Phenotyping From Space: Evaluating Very High-Resolution Satellite-Based Trait Estimation in Winter Wheat Microplot Trials

Remote sensing enables non-destructive, high-throughput monitoring of crop physiological traits and has become a key tool in field phenotyping. Over the past decade, sensing technologies and data-driven approaches have been widely adopted in crop improvement programs. Platforms ranging from proximal sensors to UAVs have been developed to enhance the efficiency and objectivity of trait measurements in field trials. Despite their advantages, proximal and UAV-based phenotyping present several limitations, including high operational costs, time-consuming deployment, and sensitivity to weather conditions—particularly for UAVs, which require low wind speeds and clear skies. Moreover, replicating multi-environment trials remains challenging due to the need for strict protocols and comparable equipment across sites. To address these limitations, we evaluated the potential of Very High-Resolution (VHR) satellite imagery for microplot-level phenotyping in a controlled field experiment. Cloud-free satellite images were acquired in April and May of 2022 and 2023 over a winter wheat trial in Mauguio, France, comprising 170 microplots (1.36 × 8 m) with ten varieties, two water treatments, and two sowing dates. The dataset included Sentinel-2 multispectral images (10 bands) super-resolved to 5 m and 1 m using deep learning, and WorldView-2 multispectral imagery (8 bands) at 1.6 m, pan-sharpened to a spatial resolution of 0.4 m. All acquisitions were within five days of in situ biomass sampling and phenomobile measurements. The latter included namely lidar-based Green Area Index (GAI), used as ground-truth. A state-of-the-art neural network (BV-NET) was applied to retrieve GAI from each satellite image, from which mean GAI and vegetation indices were extracted per microplot and date.
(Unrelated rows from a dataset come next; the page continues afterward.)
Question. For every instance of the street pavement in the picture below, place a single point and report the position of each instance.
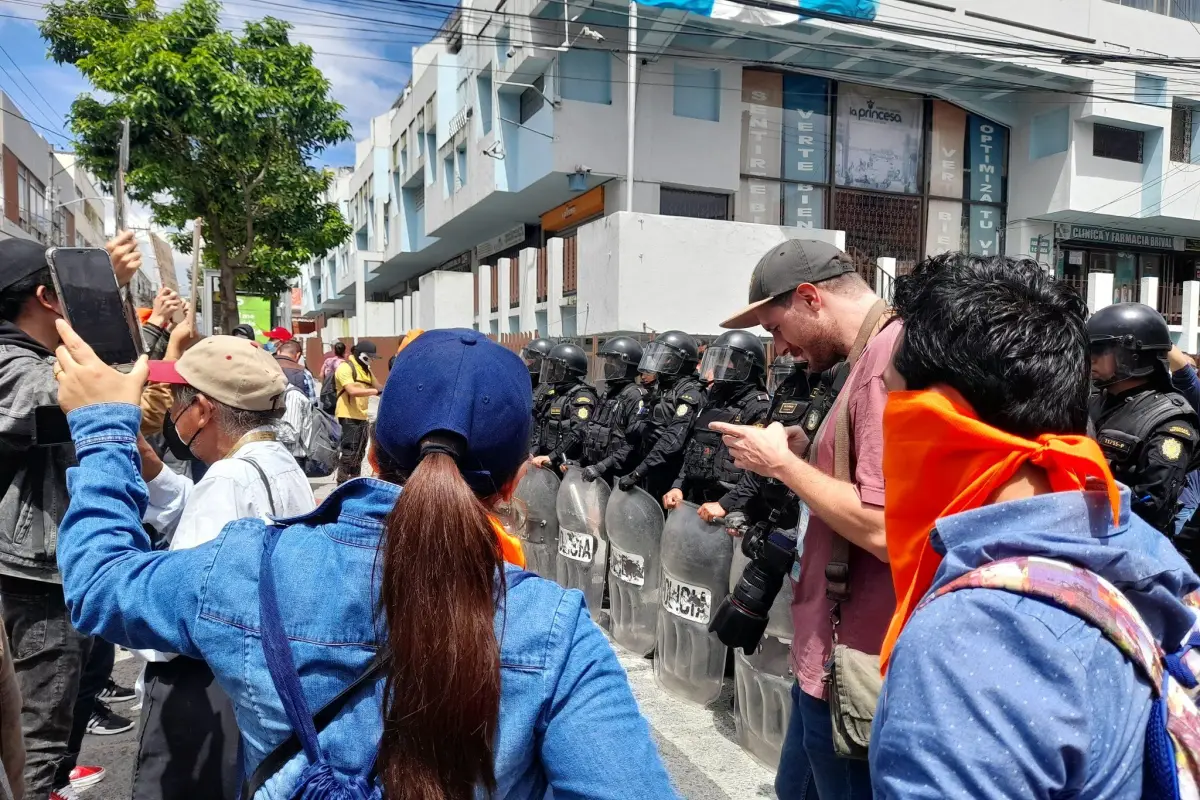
(699, 744)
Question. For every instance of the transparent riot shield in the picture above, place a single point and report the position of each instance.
(538, 491)
(690, 661)
(582, 560)
(634, 523)
(762, 681)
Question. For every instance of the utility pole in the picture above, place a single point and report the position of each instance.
(123, 164)
(630, 103)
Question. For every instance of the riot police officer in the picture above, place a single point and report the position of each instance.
(533, 354)
(570, 404)
(1146, 431)
(612, 434)
(735, 370)
(670, 365)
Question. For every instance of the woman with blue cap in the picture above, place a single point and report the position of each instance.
(436, 671)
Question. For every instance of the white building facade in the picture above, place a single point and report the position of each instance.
(493, 193)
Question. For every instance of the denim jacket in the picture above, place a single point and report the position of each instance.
(568, 717)
(993, 695)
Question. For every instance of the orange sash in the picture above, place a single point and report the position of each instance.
(940, 459)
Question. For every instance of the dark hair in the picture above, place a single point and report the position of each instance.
(13, 299)
(1011, 338)
(442, 696)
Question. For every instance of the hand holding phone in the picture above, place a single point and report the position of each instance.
(93, 305)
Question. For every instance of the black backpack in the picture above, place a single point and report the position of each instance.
(329, 392)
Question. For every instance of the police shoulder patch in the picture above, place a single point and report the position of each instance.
(1181, 431)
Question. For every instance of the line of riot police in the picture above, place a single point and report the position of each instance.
(642, 445)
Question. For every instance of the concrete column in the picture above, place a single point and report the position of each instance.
(1147, 293)
(885, 277)
(502, 274)
(555, 293)
(1191, 317)
(485, 296)
(1099, 290)
(360, 295)
(528, 265)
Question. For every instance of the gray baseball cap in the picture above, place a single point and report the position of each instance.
(784, 268)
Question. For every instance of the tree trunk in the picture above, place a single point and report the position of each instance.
(228, 298)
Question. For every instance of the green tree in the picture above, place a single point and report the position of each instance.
(223, 128)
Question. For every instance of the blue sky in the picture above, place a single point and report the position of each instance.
(367, 62)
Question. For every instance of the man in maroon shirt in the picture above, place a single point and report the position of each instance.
(810, 299)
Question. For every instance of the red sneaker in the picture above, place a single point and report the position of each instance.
(84, 776)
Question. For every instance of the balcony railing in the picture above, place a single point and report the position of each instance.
(570, 265)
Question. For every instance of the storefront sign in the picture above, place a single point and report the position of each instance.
(762, 119)
(805, 128)
(581, 209)
(498, 244)
(985, 227)
(1121, 238)
(943, 233)
(803, 205)
(988, 144)
(946, 150)
(757, 202)
(879, 139)
(460, 263)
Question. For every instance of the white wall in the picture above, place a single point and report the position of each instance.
(671, 272)
(445, 300)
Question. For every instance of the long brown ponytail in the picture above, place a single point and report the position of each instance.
(438, 591)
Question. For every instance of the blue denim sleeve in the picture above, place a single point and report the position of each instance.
(591, 702)
(981, 701)
(115, 585)
(1187, 383)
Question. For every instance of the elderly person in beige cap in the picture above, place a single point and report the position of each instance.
(227, 402)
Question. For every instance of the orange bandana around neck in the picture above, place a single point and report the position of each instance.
(940, 459)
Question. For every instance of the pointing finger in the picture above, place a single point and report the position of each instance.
(78, 349)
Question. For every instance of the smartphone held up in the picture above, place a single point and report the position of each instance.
(93, 304)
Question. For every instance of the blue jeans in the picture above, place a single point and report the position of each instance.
(808, 767)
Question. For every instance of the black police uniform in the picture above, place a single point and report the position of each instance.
(757, 497)
(1149, 437)
(673, 410)
(568, 410)
(612, 435)
(1147, 432)
(708, 473)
This study addresses two key objectives: (1) evaluating the influence of high-resolution image pre-processing (i.e., super-resolution and pan-sharpening) on the retrieval of biophysical variables at the microplot level, and (2) assessing the performance of each sensor and resolution in estimating ground-based phenotyping data and capturing treatment effects. Results indicate that VHR imagery, when pan-sharpened to 0.4 m using suitable methods, effectively captures treatment-induced variability among microplots. These findings support the use of VHR satellite imagery as a scalable, consistent, and reliable tool for field phenotyping in multi-environment trials.